С этими словами он подъехал к фургону и, вытащив из-за пояса заряженный пистолет, велел Буклю под угрозой немедленной смерти отпустить пленника. Букль, испугавшись, нехотя подчинился и сделал спутникам знак трогаться. Сидни, спасенный таким образом от неволи и, возможно, от гибели, принялся благодарить своего избавителя в самых жарких выражениях, какие может подсказать признательность, и был немало обескуражен, натолкнувшись на смесь холодной вежливости и презрения.
– Желал бы я знать, сэр, – молвил джентльмен, – как вы угодили в эту передрягу?
– Я всего лишь укорил изверга в жестокости к невинным детям, которых он безжалостно убивал.
– Резаная свинья! Дуралей, лезущий не в свое дело! – заметил второй джентльмен, который сейчас впервые открыл рот. – Едем, Доуро[10], не станете же вы тратить время на разговоры с этим жалким нюней?
– Придержи язык, Джемми, или откуси его совсем, – ответствовал Доуро. – Я хочу знать, куда направляется эта жалкая щепоть праха. Я спрашиваю, сэр, в какую сторону вы намерены обратить свое хорошенькое личико? Сдается мне, вы сами в большой неопределенности на сей счет.
– Позвольте, сэр, – отвечал Сидни, крайне раздосадованный таким высокомерным обхождением. – Я не понимаю, по какому праву вы задаете мне подобный вопрос.
– По праву сильного, – сказал Доуро и, проворно соскочив с коня, бросил поводья спутнику. – Ладно, приятель, негоже нам расставаться на такой ноте. По огню в ваших глазах я заключаю, что вас стоит сохранить при себе.

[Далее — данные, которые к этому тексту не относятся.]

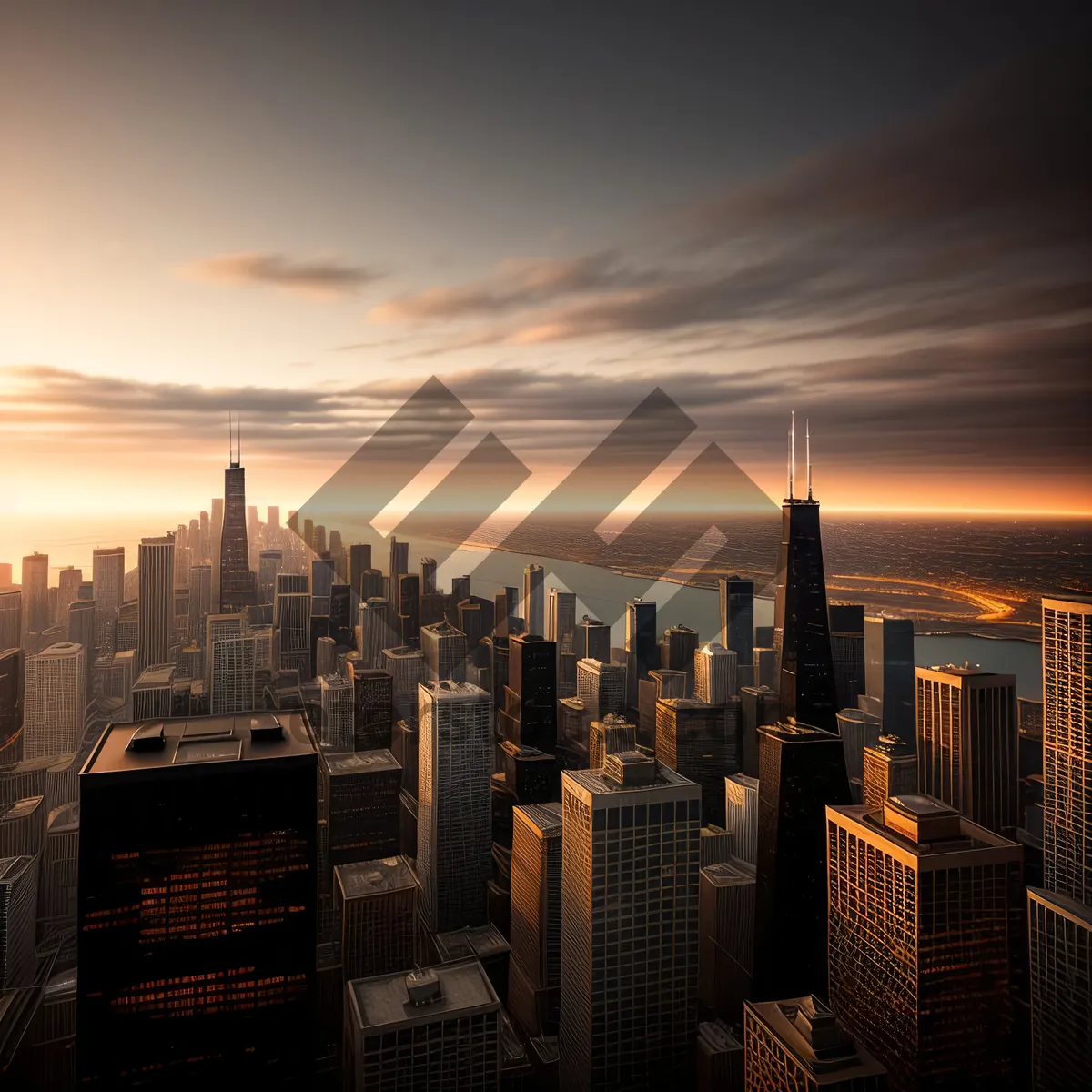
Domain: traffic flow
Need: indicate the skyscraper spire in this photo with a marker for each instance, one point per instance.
(807, 441)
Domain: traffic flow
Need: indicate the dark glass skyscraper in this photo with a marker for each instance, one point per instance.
(802, 631)
(238, 589)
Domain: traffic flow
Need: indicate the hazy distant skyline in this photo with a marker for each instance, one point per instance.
(877, 217)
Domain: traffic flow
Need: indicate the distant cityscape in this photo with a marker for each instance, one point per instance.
(276, 808)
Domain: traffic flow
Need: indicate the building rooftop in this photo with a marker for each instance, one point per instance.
(809, 1031)
(364, 878)
(343, 763)
(381, 1005)
(157, 675)
(164, 743)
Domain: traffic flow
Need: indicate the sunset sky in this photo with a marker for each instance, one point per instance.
(875, 214)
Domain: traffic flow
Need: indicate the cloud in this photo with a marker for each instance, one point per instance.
(320, 278)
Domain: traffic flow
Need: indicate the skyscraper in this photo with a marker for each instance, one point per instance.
(921, 907)
(797, 1046)
(890, 769)
(441, 1025)
(602, 688)
(889, 672)
(802, 632)
(714, 674)
(445, 649)
(238, 590)
(54, 702)
(534, 599)
(629, 932)
(1067, 747)
(967, 743)
(156, 601)
(1060, 932)
(737, 622)
(454, 818)
(233, 665)
(801, 771)
(207, 825)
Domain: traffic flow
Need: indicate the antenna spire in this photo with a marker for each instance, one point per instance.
(807, 440)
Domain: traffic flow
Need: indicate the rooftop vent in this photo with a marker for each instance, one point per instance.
(147, 737)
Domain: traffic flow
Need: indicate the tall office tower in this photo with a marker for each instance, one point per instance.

– Сэр, вы не смеете меня задерживать! – вскричал Сидни, когда маркиз схватил его за плечо.
– Еще как смею, коли мне угодно. Эй, Том! – обратился Доуро к дюжему молодцу, который стоял рядом и ухмылялся. – Возьми этот куль и доставь во дворец Ватерлоо. Скажи, чтобы тебя проводили в мою библиотеку. Там его и оставишь, а слугам передай, чтобы его хорошенько кормили, пока я не вернусь домой.
С этими словами маркиз вновь запрыгнул в седло, вежливо поклонился Сидни, наградил его улыбкой и, пришпорив лошадь, через мгновение скрылся с глаз.
Дюжий малый схватил Сидни в охапку и понес, будто малое дитя. Смех тех зрителей, которые еще не успели разойтись, отдавался в ушах несчастного юноши, пока его так унизительно волокли прочь. Сгорая от стыда и ярости, Сидни делал попытки вырваться, но безуспешно: Том крепко стиснул его жилистыми руками, не давая шевельнуть и пальцем. Пройдя более шести миль, они добрались до великолепного дворца, стоящего на вершине горы, – та с одной стороны нависала над морем, образуя отвесный склон высотою в двести пятьдесят футов. Вокруг росли дубы и кедры, такие огромные, что их верхние ветви задевали крышу дворца. Лужайки и сады с пальмовыми и миртовыми рощами занимали остальной холм, а плакучие ивы, акации и другие нависающие деревья склонялись над искусственной рекой или каналом, опоясывающим его подножие. Том преодолел водную преграду по мосту, быстро вскарабкался на возвышенность и через несколько минут был уже у стены, скрывавшей от взгляда многочисленные пристройки и службы. Здесь он остановился и крикнул:
– Эй, Билл, впусти меня!
– Чего тебе надо? – грубо отозвался часовой, подходя к большим железным воротам.